By the end of Memento, I wasn’t all that confused. I figured that the plot, while not exactly told in a straightforward manner, wasn’t terribly complex. Then I thought back on the experience and confused myself. I began to think deeper and deeper about character motivations, who was telling the truth, who was lying, why things happened in the way they did, and so on. And at this point, I realized I had been thinking so long that I took longer thinking about the film than I spent watching it. (Hyperbole used for effect.)

I don’t want to spoil any part of the story. It’s told in reverse order, meaning that if I mention what happens right at the beginning, I’ll effectively ruin the ending of the story. I think it’s safe to tell you what the lead character’s main goal is. His name is Leonard (Guy Pearce), and his idea of a life is to search for the man who killed his wife. He suffers from short-term memory loss, thanks to something referred to primarily as “the incident,” and as a result, he has to write down everything important on note — or on his body. He has a lot of tattoos.

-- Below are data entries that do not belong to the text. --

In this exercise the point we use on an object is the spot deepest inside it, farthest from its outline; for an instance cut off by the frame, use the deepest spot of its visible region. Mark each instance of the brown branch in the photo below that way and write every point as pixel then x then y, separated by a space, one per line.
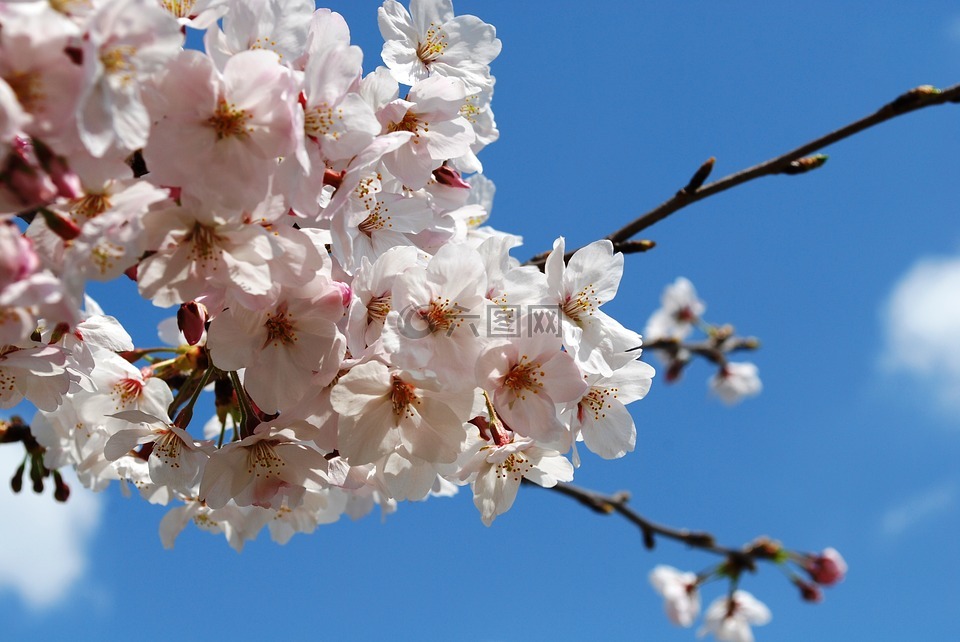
pixel 796 161
pixel 744 557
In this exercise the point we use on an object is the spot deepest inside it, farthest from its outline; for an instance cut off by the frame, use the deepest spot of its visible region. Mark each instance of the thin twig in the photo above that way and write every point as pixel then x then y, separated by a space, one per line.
pixel 701 540
pixel 795 161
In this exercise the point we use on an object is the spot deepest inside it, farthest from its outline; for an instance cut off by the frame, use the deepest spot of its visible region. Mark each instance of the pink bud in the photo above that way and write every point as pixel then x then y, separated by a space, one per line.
pixel 60 224
pixel 450 177
pixel 346 294
pixel 191 319
pixel 809 592
pixel 827 568
pixel 18 260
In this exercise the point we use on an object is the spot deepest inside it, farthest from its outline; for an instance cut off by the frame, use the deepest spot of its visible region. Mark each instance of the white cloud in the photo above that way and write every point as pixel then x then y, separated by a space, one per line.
pixel 45 542
pixel 922 319
pixel 919 508
pixel 953 29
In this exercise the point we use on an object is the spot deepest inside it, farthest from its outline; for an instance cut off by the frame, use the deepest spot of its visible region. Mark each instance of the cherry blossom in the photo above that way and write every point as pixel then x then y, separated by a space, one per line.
pixel 496 471
pixel 736 381
pixel 601 417
pixel 431 40
pixel 827 568
pixel 126 42
pixel 729 618
pixel 681 599
pixel 598 343
pixel 679 311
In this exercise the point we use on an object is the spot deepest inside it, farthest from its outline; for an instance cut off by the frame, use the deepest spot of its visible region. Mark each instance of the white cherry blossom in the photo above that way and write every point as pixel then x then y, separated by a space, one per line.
pixel 599 343
pixel 681 599
pixel 729 618
pixel 735 381
pixel 430 40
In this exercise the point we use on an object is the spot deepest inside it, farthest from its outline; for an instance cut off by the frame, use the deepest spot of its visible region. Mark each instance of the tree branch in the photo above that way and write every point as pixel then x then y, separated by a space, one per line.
pixel 744 558
pixel 796 161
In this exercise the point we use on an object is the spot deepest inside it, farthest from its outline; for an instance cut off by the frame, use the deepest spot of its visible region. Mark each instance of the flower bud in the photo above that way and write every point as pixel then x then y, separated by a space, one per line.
pixel 827 568
pixel 809 592
pixel 446 175
pixel 191 319
pixel 60 225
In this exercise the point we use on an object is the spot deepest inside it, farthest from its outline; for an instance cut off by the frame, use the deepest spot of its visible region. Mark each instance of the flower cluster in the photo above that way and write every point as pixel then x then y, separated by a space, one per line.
pixel 667 331
pixel 367 338
pixel 729 618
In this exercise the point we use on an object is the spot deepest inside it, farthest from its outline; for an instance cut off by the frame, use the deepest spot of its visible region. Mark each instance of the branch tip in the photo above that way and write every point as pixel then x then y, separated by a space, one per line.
pixel 699 177
pixel 805 164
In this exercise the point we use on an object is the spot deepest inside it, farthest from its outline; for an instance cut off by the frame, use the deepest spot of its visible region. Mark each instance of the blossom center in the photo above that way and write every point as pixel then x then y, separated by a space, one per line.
pixel 204 240
pixel 91 205
pixel 582 303
pixel 402 396
pixel 118 61
pixel 263 460
pixel 379 307
pixel 280 328
pixel 433 45
pixel 228 121
pixel 524 376
pixel 321 120
pixel 179 8
pixel 167 448
pixel 596 401
pixel 28 89
pixel 515 466
pixel 376 220
pixel 441 315
pixel 410 123
pixel 127 391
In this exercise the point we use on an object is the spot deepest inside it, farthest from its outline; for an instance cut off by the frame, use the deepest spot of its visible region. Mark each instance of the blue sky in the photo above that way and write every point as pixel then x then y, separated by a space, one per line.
pixel 849 275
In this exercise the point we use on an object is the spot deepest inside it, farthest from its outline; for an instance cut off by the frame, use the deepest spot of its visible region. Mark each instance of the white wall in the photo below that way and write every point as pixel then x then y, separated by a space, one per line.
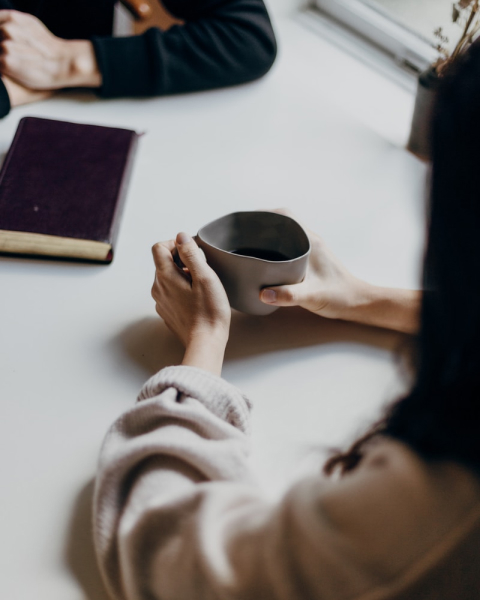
pixel 281 8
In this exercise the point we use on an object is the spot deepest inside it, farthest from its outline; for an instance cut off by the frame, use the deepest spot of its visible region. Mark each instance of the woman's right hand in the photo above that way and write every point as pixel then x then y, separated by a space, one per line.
pixel 328 290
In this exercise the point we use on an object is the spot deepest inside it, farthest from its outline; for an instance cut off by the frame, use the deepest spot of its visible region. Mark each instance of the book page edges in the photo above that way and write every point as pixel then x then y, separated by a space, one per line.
pixel 19 242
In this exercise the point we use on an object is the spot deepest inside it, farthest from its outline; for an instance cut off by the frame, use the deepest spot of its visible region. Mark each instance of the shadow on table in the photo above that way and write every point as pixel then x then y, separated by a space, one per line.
pixel 79 551
pixel 151 346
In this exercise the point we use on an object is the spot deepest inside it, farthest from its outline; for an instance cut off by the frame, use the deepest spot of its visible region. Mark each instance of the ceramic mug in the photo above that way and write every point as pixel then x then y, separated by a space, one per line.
pixel 252 250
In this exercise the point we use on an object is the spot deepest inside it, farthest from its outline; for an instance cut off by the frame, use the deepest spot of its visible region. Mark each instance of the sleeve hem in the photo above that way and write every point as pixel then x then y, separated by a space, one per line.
pixel 220 397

The largest tattoo he has reminds him that his wife was raped and then murdered. It’s written in a way so that he can only read it when looking at a mirror. Other tattoos include the list of traits the killer has. Sometimes, he uses pen ink to make his own tattoos. I continue to talk about his body ink because he’s not exactly the most interesting character. He’s not allowed to be. As other characters frequently mention, he doesn’t know who he is. He insists he knows who he was.

There’s a difference, though. See, Leonard is able to remember everything before “the incident.” Everything, apparently. That’s who he was. Who he is ends up being an entirely different story. He devotes his life to finding out who killed his wife, He used to investigate insurance claims. Now he wants blood, even if he won’t be able to remember that he gets it. See, this is a difference. And because he can’t remember more than a couple of minutes in the past, he’s not allowed to develop. At one point, a character makes light of this. It’s funny, yet sad at the same time.

There are two major supporting cast members. The first is Natalie (Carrie-Anne Moss), who we first meet giving Leonard some information about a person who might be the man he’s looking for. We later learn that she’s not quite as nice a person as we earlier thought, although where her true interests lie is up to you to learn and figure out.

The second character is Teddy (Joe Pantoliano), who dies in the first scene of the film. Oops, the story just got spoiled for you. But you have to figure out whether he deserved to die or not, with pretty much every scene trying to sway you one way or the other, right up until the very last one — which serves as the beginning of our story.

Since each scene can’t be shown back-to-front, we have to continuously cut back to an arbitrary point so that we can begin the scene. Example: A man enters a room and talks to people. Cut to black. A man leaves his car and heads for a room. Cut to black. The film works like this but orders these scenes in reverse chronological order. Instead of cutting to black, it cuts to a black and white shot that tells a story from before the main story begins, eventually serving as a prologue. This is difficult to explain, but just remember that the black and white scene happens before the color story, and that it, unlike the color story, it is told in proper order.

This storytelling technique is used in a way to hide certain factors from you. Told in a straightforward manner, Memento might not be as interesting as it ends up being. It would just be a straightforward thriller. what it ends up being thanks to the non-linear storytelling is an engaging mystery film for the audience, while also functioning as a very solid thriller. It adds another layer onto what was already a pretty good story.

Also, thanks to this way of telling our story, we’re given a lot to think about both after the film ends, while also making us constantly question just exactly what’s going on while we’re watching it. This is a deeper film than I initially gave it credit for, and it’s this way almost solely because of the way it tells us its story. If told in a generic fashion, it would have been a good film. Telling it in reverse-chronological order turns it into a great one.

Guy Pearce has the lead, and in it gives a powerhouse performance. His neurotic, obsessive, paranoid persona drives the film, and it also keeps you interested. Because — thanks to the definition of his “condition” — he’s not allowed to really develop, Pearce has to convince us that he’s a man worth rooting for. Or, at the very least, he has to make us willing to care for long enough to become invested in the film. Once we begin to discover who he really is, maybe he won’t be a character we continue to associate with. But we’ve been dragged into the story by this point, and that no longer matters. It’s because of Pearce that this is possible.

Memento is a great film that you should definitely see. Its plot structure means that you’ll always be thinking about what’s going on, and it also does not allow you time to become bored. All of the actors are good in their roles, and the film becomes something special because of its storytelling technique. This is a must-see movie.